Nach TAN-Eingabe hoher Betrag nach Lettland abgebucht

Konstanz. Ein 22 Jahre alter Student hat von seinem ein Laptop aus auf sein Onlinekonto bei seiner Bank in Bayern zugegriffen. Er sollte eine TAN eingeben. Daraufhin buchten Computer-Betrüger von seinem Konto 1677,89 € ab. Schuld war Spyware auf seinem Laptop.

Nepp bei TAN-Eingabe

Der Student hatte zuvor von zu Hause in Bayern aus mehrmals über sein Laptop auf sein Bankkonto zugegriffen. In Konstanz erschien dann die Meldung, dass er sich von einem anderen PC aus angemeldet habe und deshalb aus Sicherheitsgründen eine bestimmte E-TAN eintragen solle. Das erschien dem Studenten plausibel und er gab die geforderte TAN ein.

Versicherung bezahlt

Beim späteren Aufruf seiner Umsätze musste der 22-Jährige feststellen, dass mit der zuvor eingegebenen E-TAN eine unberechtigte Überweisung in Höhe von 1677,89 € erfolgt war. Der Student ließ sofort sein Online-Konto sperren und versuchte eine Rücküberweisung durch die Bank einzuleiten. Falls die Rücküberweisung nicht klappt, werde der Schaden von der Versicherung der Bank übernommen, heißt es in einer Mitteilung der Polizei.

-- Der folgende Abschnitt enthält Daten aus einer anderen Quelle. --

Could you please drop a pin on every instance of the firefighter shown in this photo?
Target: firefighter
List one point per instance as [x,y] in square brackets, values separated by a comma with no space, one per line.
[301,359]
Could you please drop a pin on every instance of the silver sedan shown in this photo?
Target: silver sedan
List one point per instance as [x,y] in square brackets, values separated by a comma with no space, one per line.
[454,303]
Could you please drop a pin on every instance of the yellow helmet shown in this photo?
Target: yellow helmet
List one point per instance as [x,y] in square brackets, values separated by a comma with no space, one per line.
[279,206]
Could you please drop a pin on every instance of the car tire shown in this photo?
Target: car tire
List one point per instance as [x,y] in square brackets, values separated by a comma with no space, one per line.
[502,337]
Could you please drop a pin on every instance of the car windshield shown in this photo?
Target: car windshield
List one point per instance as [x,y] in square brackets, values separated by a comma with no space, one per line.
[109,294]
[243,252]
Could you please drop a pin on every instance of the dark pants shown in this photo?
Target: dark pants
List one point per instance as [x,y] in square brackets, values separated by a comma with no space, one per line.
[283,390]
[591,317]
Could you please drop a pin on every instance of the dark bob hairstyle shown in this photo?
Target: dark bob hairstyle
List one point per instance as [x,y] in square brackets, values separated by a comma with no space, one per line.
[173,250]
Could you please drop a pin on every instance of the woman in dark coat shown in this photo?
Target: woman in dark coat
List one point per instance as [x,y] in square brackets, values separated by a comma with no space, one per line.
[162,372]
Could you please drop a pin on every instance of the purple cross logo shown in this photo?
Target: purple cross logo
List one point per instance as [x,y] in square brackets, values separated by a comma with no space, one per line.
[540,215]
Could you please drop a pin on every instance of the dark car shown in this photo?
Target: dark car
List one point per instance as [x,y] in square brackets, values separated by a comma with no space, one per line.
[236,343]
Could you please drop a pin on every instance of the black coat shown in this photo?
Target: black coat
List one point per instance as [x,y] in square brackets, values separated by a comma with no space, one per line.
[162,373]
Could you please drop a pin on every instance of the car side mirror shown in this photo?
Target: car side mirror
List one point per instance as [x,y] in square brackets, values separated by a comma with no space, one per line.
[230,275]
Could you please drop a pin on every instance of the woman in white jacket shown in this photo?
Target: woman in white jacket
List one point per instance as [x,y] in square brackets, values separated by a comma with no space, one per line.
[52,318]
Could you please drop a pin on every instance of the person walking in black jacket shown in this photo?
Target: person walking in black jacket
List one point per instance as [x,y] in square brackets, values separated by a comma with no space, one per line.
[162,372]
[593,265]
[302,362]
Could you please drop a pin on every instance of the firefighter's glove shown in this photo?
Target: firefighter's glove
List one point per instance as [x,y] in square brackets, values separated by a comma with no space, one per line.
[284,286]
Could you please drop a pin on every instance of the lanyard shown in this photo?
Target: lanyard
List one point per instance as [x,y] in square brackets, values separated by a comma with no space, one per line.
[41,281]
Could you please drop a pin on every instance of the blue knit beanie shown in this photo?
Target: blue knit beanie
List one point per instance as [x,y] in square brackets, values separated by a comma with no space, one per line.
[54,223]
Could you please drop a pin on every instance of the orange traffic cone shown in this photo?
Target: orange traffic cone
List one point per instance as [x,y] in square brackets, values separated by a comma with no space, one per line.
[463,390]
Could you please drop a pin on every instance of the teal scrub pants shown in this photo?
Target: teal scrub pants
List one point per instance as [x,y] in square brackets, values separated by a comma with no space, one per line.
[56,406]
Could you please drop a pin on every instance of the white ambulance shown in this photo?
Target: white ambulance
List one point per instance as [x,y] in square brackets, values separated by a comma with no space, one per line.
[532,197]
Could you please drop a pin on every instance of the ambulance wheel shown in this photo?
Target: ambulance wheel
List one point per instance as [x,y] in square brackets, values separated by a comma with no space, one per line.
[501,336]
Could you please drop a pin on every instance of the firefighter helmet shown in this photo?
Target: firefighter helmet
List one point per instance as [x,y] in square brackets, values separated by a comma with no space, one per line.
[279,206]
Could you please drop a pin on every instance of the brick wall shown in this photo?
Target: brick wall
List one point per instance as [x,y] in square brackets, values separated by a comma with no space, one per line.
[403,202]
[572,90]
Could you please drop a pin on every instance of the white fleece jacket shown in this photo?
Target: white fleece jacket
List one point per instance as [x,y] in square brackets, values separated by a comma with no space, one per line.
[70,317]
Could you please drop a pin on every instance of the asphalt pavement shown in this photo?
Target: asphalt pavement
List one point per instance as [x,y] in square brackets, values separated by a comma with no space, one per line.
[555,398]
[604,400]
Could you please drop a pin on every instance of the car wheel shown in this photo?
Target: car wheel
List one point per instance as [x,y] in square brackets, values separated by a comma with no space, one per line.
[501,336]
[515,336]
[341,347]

Spysoftware auf dem Rechner

Nach ersten Erkenntnissen sei das Geld nach Lettland transferiert worden. Bei einem manuell gestarteten Virensuchlauf wurde eine Spysoftware, ein Schnüffelprogramm, auf dem Rechner gefunden und in Quarantäne gestellt, über die wahrscheinlich die Manipulation ermöglicht wurde.